Gold prices gained above $3350 on easing US treasury yields. It hit a low of $3331 yesterday and is currently trading around $3360.
The CME FedWatch Tool indicates that investor expectations for a Federal Reserve interest rate decrease at the September 17, 2025, FOMC meeting have significantly grown, now implying a 94–98% likelihood of a 25-basis-point reduction. Recent weak labor market figures and a lower July inflation report have contributed to this rise in expectations, which has caused a fall in Treasury yields and future markets mostly pricing in a lowering of the federal funds rate to 4.00%–4.25%. Although certain Fed officials have indicated that several reductions should the economy continue to be weak, the choice is data-dependent; the September meeting will include an evaluation of additional inflation and employment data.

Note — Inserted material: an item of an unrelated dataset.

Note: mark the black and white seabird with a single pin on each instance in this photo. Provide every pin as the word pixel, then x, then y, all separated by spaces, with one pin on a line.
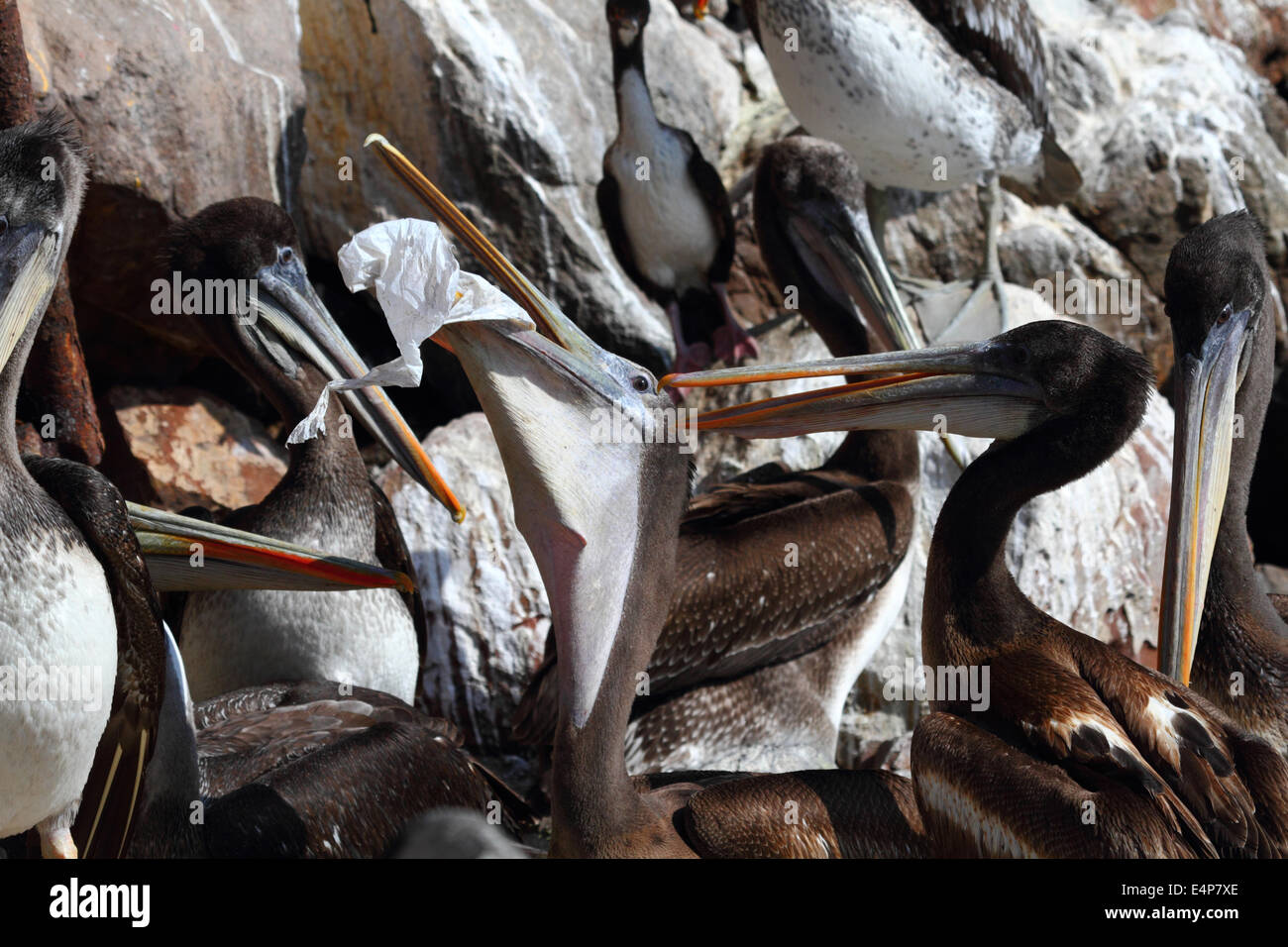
pixel 664 206
pixel 925 94
pixel 290 350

Technical Analysis: Key Levels and Trading Strategy
Gold prices are holding above the short-term moving average 34 EMA and 55 EMA and above the long-term moving averages (200 EMA) on the 4-hour chart. Immediate support is at $3340, and a break below this level will drag the yellow metal to $3320/$3300/$3290/$3275/$3245/$3200. The near-term resistance is at $3385 with potential price targets at $3400/$3420/$3450/$3475/$3500/$3550.
It is good to buy on dips around $3330 with a stop-loss at $3300 for a target price of $3400.